With respect specifically to Darwinian theories of evolution I propose that
1. NEED- There exists credible evidence suggesting the ‘possibility’ that a theory proposed to falsify and replace Darwinian evolutionary theories, including ID theories, would not be evaluated using fair and objective scientific standards. While the risk of unfair and biased analysis might not appear credible to proponents of Darwinian theory, it is credible to at some individuals looking at the possibility of proposing an alternative theory. I would suspect that many of those working on various aspects of ID might question the likelihood that any ID theory could be fairly and objectively evaluated by the scientific community.
2. POSSIBLE SOLUTION- There exists a known process or set of procedures which will be labeled ‘explicit formulation and review’. This is a set of procedures involving 1)explicitly stating/formulating the scientific standards applicable to falsify/replace analysis, 2)open and ongoing review of the explicit standards and 3)open and ongoing review of applications of the standards. Such procedures, it is proposed, could effectively reduce or eliminate the risk of biased analysis.
3. PRACTICALITY- Using currently available technology, it would be both possible and practical to implement the explicit formulation and review of standards. Comparing Darwinian theory to a specific alternative would, it is expected, involve only a limited number of issues with respect to standards. (It would be much more difficult to define standards for comparing any two possible models or theories.) Only a limited number of individuals would have the time, interest, and technical skills, at least initially, to be actively involved in evaluating an alternative theory. Reaching agreement among a limited number of participants, on a limited number of standards should not be impractical if the participants are interested in finding the ‘scientifically correct’ result (rather than campaigning for a particular theory).

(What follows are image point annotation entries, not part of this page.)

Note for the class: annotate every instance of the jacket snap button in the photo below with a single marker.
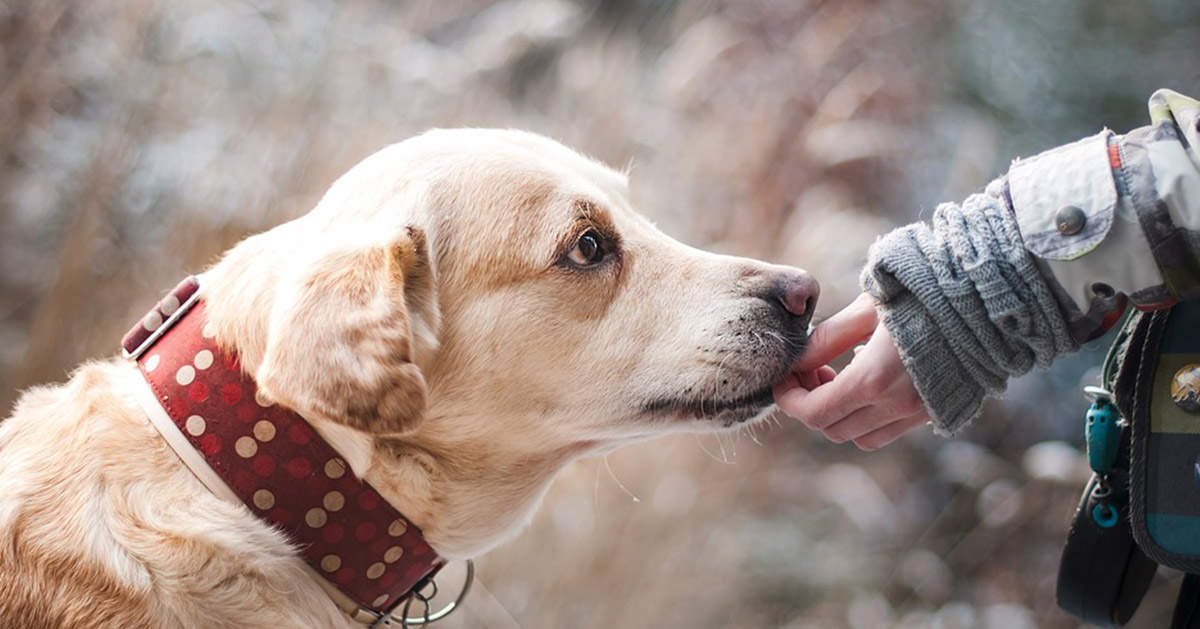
(1069, 220)
(1186, 388)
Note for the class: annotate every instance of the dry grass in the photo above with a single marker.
(144, 137)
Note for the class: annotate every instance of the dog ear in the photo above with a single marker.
(342, 336)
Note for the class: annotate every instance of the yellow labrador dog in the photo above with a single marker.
(461, 316)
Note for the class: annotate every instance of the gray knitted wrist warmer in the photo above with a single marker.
(966, 305)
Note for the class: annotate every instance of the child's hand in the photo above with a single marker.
(873, 401)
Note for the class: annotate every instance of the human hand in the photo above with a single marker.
(873, 401)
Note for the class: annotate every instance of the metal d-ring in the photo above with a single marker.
(425, 598)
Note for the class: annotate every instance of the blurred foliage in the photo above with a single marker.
(143, 137)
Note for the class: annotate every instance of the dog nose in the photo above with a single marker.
(797, 292)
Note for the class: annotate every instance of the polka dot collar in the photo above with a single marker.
(273, 460)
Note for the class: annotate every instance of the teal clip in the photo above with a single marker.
(1103, 436)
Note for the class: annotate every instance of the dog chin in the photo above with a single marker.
(714, 413)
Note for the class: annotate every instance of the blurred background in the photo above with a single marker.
(142, 138)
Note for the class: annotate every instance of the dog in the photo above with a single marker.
(461, 316)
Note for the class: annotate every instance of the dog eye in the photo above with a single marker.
(589, 250)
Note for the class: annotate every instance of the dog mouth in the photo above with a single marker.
(729, 411)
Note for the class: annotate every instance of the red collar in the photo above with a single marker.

The procedures for introducing/publishing new scientific theories have changed dramatically over time. The currently accepted procedure might be described as involving 1)writing a paper/book, 2)submitting the paper for peer review and publication, and 3)responses/reactions to the published theory. In my opinion, such procedures are not workable with respect to any proposal to replace Darwinian theory in part because of the bias or potential bias that does or may exist in the current peer review process, and in part because of the number of technical issues involved. I am proposing as an alternative, alternative theory introduction procedures based on the ‘explicit formulation and review of standards’ concept.